MDEXP-168 Investigate maximum file size for the exported records
In the current implementation, all records are exported in one file. This page is to document the technical limitations of this approach.
- Should there be a limit set on the number of records one file can contain?
I tested the mod-data-export on generating a 20Gb binary file. I tested it on the localhost using snapshot-backend-core and even 20GB file doesn't breakdown the module.
The duration of exporting 1m srs records takes 01h 01m 40s, tested on bugfest-goldenrod.
To answer the question "to limit file size or not" we need to know how frequent users will run the export, and what data volumes they will generate. Maybe at this moment, it's enough to do not limit at all, just update CleanupFileStorageService to clean the file system much more frequently
2. If yes, how we can determine the number?
The proportion is 10 million SRS records take ~ 20Gb file, so 1 million records take ~ 2Gb file. We can use this proportion to determine the file size when need to stop writing to the file and create a new one.

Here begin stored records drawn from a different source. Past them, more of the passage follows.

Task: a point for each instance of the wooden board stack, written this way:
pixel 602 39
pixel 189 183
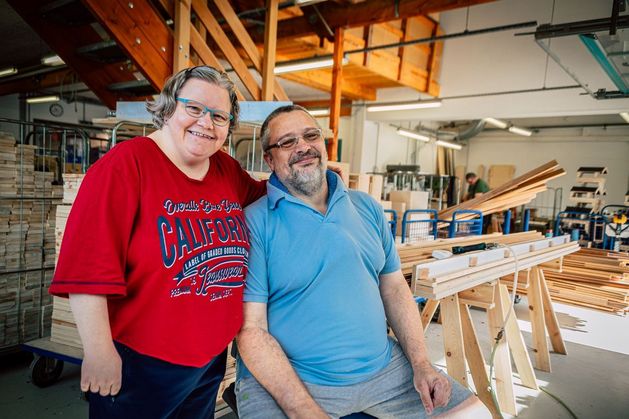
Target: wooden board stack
pixel 437 279
pixel 63 325
pixel 27 222
pixel 592 278
pixel 519 191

This setting can be on the Settings page so the user can decide the minimum size of the one file
3. What would be the impact of having multiple files generated to make them accessible to the user and how it would impact UI?

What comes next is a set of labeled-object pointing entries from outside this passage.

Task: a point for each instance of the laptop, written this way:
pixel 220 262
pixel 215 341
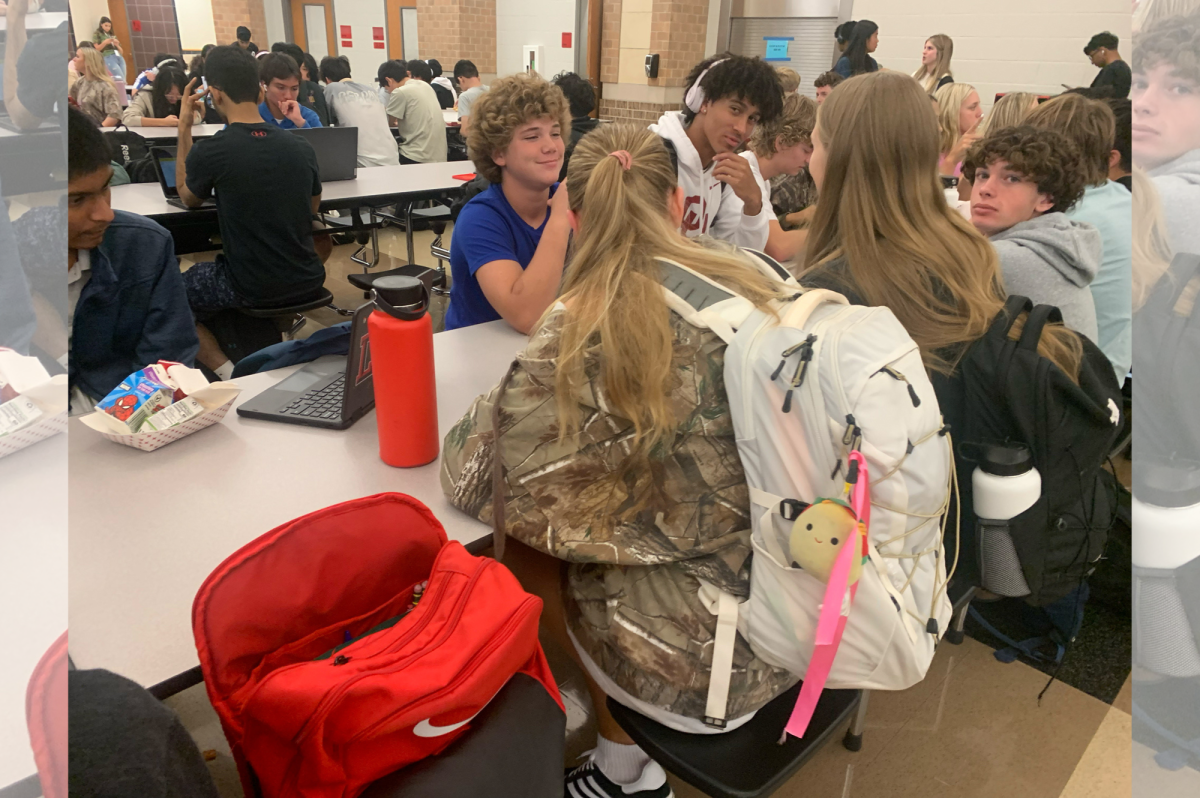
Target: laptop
pixel 337 150
pixel 165 167
pixel 331 393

In case when UI needs to show all the links in a particular job, this would lead to different height size of the job on UI
Alternative approach: Do not provide multiple links, just provide a link to the entire bucket containing all marc files
4. Need to create more stories:
- story to check how many jobs can run in parallel and do not break SRS/Inventory by intensive data consumption, need to get system requirement (discussed with Taras Spashchenko)
- story to implement the idea to export records in multiple files
- story to check how much memory the module needs to get generated at least 1 average-size file, need to get system requirement (discussed with Taras Spashchenko)